Caperucita en Manhattan.
Carmen Martín Gaite
Ayer, leí en un artículo
que los niños son los únicos que saben comportarse en Navidad. Son los que
creen, de verdad, que estas fechas poseen la importancia de la seriedad que
necesita todo misterio. Son los únicos con auténtica capacidad de creer. El
resto, nos engañamos. Aunque yo tenga un hechizo que leí en un libro mágico. Las
instrucciones son muy sencillas, pero tienen el poder de hacerte volver al
pasado, a nuestra infancia cuando
todavía éramos auténticos creyentes. Sólo hay un requisito imprescindible: cuánto
más cínico sea un adulto, más alto debe articular las palabras mágicas. ¡Miranfú!
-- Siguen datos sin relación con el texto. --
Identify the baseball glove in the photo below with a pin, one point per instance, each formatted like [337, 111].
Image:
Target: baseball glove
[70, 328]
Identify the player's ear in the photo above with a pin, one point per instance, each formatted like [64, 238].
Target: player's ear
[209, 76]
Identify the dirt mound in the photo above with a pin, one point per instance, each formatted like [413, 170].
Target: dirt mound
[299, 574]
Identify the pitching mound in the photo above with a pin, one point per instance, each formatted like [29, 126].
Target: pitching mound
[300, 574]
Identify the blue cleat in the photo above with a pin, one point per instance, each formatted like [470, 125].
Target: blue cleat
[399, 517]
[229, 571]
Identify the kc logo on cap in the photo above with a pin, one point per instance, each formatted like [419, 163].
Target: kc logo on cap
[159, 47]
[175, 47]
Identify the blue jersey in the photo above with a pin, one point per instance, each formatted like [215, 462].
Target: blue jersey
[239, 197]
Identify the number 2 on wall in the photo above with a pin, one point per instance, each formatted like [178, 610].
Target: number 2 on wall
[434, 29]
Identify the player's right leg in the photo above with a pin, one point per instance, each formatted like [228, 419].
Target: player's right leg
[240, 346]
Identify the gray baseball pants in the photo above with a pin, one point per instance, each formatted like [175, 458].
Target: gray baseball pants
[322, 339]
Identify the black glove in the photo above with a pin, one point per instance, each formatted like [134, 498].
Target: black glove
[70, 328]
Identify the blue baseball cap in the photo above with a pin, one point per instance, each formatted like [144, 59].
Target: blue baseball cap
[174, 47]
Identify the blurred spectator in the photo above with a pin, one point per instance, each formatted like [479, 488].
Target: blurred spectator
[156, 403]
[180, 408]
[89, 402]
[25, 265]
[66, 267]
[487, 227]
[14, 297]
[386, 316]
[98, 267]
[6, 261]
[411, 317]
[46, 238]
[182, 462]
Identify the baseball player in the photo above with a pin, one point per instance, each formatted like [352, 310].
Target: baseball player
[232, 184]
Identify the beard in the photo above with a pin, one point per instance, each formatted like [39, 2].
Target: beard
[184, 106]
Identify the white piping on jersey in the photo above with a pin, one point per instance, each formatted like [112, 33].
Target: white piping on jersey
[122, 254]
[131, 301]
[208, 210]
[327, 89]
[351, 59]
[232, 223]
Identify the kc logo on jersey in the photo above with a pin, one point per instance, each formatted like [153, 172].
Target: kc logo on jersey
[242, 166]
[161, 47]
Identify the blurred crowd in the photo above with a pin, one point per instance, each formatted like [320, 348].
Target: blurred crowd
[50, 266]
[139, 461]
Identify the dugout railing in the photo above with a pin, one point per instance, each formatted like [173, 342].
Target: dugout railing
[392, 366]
Es por eso que nos duele madurar, porque cuanto más sarcasmo almacenamos, más
nos distanciamos de ese niño que fuimos, más necesitamos gritar. En realidad, a
nadie le gusta crecer, excepto a los niños. Pero los niños tienen un pequeño
defecto: se sienten inmortales, se creen y nos creen, a los adultos, seres infinitos
en donde el tiempo apenas cobra importancia hasta que la conciencia los
despierta y los hace darse cuenta de la suerte de contar con la familia y los
amigos. Es en ese instante, en el despertar de la conciencia, cuando algunos de
los niños se convierten en niños de
verdad. Otros, la mayoría, se disfrazan de adultos. Como niño de verdad, --no podría ser de otra
forma porque me dan miedo los payasos--, tengo la suerte de contar con una gran
familia donde las rencillas entre cuñadas, primos y hermanos vuelan con más
cariño que malicia. Tengo la suerte, además, de contar con mis amigos. Ellos albergan
mi memoria, mis momentos más felices, al igual que yo conservo un pedazo de los
suyos. Éste es el secreto de la Navidad, el recuerdo de todos estos instantes,
el darse cuenta de lo afortunados que somos. Y ese sentimiento pertenece sólo a
los niños de verdad. Quizás también
pertenezca a los adultos, pero éstos se preocupan demasiado en ocultarlo,
porque tienen miedo de perderlo, o miedo a que se les queme el pavo. Yo también
lo tengo: a veces me disfrazo de adulto porque queda guay ser mayor y conducir
un coche. No obstante, estas navidades he decidido hechizarme con la palabra
más mágica del mundo. Para que funcione bien debes cerrar los ojos con mucha
fuerza hasta que duelan los párpados y enunciar (según tu nivel de cinismo) en
voz alta ¡Miranfuuuu! Es la única fórmula de curar a los adultos y convertirlos
en niños de verdad. Y como niño de verdad tampoco es que me sienta
más especial ni inteligente, ni más ingenioso, ni gracioso, ni siquiera más
juguetón. Tampoco me desvivo por nadie: sigo siendo el de siempre. Pero algo ha cambiado, pues cuando observo mí
alrededor y constato el cariño que muchas personas me tienen, no puedo hacer
otra cosa que sentirme afortunado e injustamente feliz. ¡Miranfuuuuu!